M. M. es una víctima de los engaños y de las prácticas abortistas de Morín.

Carlos Morín en una de las ocasiones en las que acudió a declarar a los juzgados de Plaza de Castilla
Carlos Morín en una de las ocasiones en las que acudió a declarar a los juzgados de Plaza de Castilla

Madrid- En 1998, cuando tenía 24 años, se quedó embarazada de su pareja de por aquel entonces. No se lo esperaba. Sus circunstancias familiares no eran las mejores: «Mi padre nos abandonó y mi madre era ludópata. He llegado a pasar hambre y si yo tenía esas circunstancias, ¿cómo iba a mantener a un bebé?». Tampoco tenía estabilidad laboral porque estaba en periodo de pruebas en una empresa». De hecho, cuando consultó a los sindicatos, le dijeron que lo más probable es que no le renovarían su contrato por haberse quedado embarazada. Asustada, decidió ir a un centro de planificación familiar para asesorarse y allí una enfermera la convenció de que abortara porque «no había nada ahí dentro; con cuatro semanas de gestación, era un puntito que se quitaba sin problemas, no tenía forma, era una célula sin importancia y sin ninguna implicación emocional». Eso hizo que se sintiera liberada y acudiera convencida a un centro de Morín para que le practicaran el aborto: «Fui engañada con argumentos que ahora sé que son totalmente falsos. Pagué casi 500 euros y me trataron muy bien al comprobar que tenía las ideas muy claras, hasta que me tumbaron en una camilla y empezó la intervención. Fue entonces cuando me asusté, empecé a arrepentirme y a llorar amargamente. Dije "no continúen", pero entonces el tono amable cambió y las personas que me rodeaban empezaron a insultarme, a gritarme y a decirme que me callara porque ya era tarde. Me forzaron a continuar».
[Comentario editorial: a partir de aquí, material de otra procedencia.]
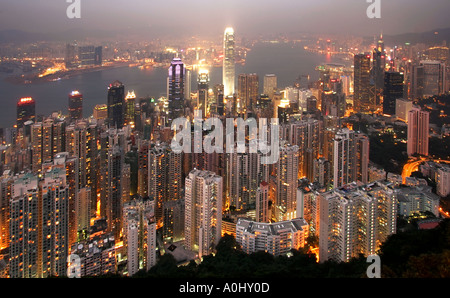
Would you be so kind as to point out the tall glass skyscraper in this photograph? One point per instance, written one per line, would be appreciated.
(75, 105)
(228, 62)
(176, 82)
(116, 104)
(26, 110)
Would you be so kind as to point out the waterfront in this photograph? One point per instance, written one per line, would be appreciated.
(287, 61)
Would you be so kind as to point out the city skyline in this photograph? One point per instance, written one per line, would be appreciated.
(226, 157)
(302, 17)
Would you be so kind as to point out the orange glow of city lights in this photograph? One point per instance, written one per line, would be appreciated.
(26, 100)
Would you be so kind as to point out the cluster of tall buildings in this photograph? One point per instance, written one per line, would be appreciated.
(106, 191)
(83, 56)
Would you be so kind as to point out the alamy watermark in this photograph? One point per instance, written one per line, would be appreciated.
(374, 9)
(374, 269)
(74, 9)
(213, 142)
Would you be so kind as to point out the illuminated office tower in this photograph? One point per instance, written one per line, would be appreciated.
(26, 110)
(402, 108)
(173, 225)
(116, 105)
(176, 89)
(132, 244)
(229, 68)
(81, 142)
(6, 181)
(362, 157)
(270, 85)
(24, 225)
(362, 98)
(70, 164)
(306, 135)
(393, 90)
(143, 149)
(165, 174)
(111, 157)
(39, 225)
(114, 189)
(98, 56)
(344, 158)
(76, 145)
(139, 233)
(275, 238)
(248, 91)
(245, 172)
(75, 106)
(70, 58)
(377, 78)
(36, 147)
(97, 255)
(130, 103)
(286, 182)
(418, 131)
(100, 112)
(440, 53)
(203, 211)
(83, 209)
(443, 181)
(202, 99)
(54, 241)
(356, 219)
(157, 179)
(188, 84)
(322, 172)
(262, 202)
(429, 78)
(47, 139)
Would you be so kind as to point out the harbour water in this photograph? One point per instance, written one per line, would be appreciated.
(288, 61)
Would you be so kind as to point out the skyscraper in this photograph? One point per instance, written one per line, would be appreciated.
(176, 89)
(286, 182)
(114, 189)
(428, 79)
(418, 131)
(75, 106)
(26, 110)
(248, 91)
(229, 62)
(203, 211)
(262, 202)
(116, 104)
(361, 97)
(350, 157)
(393, 90)
(130, 103)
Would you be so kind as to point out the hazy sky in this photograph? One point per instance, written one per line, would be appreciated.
(211, 16)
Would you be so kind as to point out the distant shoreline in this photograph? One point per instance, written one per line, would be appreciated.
(62, 75)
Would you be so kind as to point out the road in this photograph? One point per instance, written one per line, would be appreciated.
(413, 166)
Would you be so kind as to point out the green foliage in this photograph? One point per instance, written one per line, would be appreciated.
(416, 253)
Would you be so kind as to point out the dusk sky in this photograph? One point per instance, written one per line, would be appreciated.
(207, 17)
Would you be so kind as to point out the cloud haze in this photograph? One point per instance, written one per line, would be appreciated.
(207, 17)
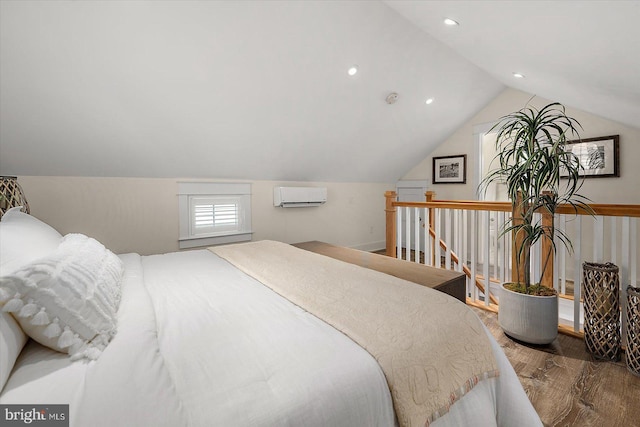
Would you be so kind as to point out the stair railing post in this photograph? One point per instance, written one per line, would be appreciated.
(390, 211)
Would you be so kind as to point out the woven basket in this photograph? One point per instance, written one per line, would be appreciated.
(633, 330)
(12, 195)
(601, 310)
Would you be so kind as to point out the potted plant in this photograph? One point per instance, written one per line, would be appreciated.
(532, 153)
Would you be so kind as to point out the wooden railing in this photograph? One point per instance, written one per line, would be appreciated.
(466, 236)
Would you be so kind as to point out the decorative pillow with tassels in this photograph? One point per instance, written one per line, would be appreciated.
(67, 300)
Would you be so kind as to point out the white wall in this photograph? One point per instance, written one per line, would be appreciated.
(141, 214)
(599, 190)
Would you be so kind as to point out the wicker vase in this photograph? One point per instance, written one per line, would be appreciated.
(601, 310)
(633, 330)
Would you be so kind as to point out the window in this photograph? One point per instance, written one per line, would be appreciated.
(214, 213)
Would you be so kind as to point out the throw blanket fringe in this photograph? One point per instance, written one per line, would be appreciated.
(432, 348)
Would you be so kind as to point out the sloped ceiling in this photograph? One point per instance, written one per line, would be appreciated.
(259, 90)
(585, 54)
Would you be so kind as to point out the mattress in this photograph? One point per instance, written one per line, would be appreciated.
(200, 343)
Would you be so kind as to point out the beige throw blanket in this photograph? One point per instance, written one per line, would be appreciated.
(431, 348)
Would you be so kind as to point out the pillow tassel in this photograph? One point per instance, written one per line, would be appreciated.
(13, 305)
(4, 295)
(29, 309)
(41, 318)
(77, 345)
(66, 339)
(53, 330)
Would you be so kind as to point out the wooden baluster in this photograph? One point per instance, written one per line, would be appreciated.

Asegura que estuvo cuatro días llorando tras lo ocurrido y después decidió enterrar en la memoria el amargo episodio. Pero pasados unos años «empecé a tener pesadillas con el aborto y empecé a sentir mucha tristeza. Ahora que quiero tener hijos, no puedo quedarme embarazada y estoy en tratamiento psicológico porque yo misma me lo impido a nivel emocional como castigo. Han pasado 13 años y aún me duele.

Hoy sé que lo que había dentro de mí era un bebé en toda regla, un ser humano, y a día de hoy lo lamento».

M. M. aún lucha por superar el trauma que sufre y asegura que le gustaría decirles a la enfermera y a los responsables de la clínica abortista: «Me habéis arruinado la vida», concluye.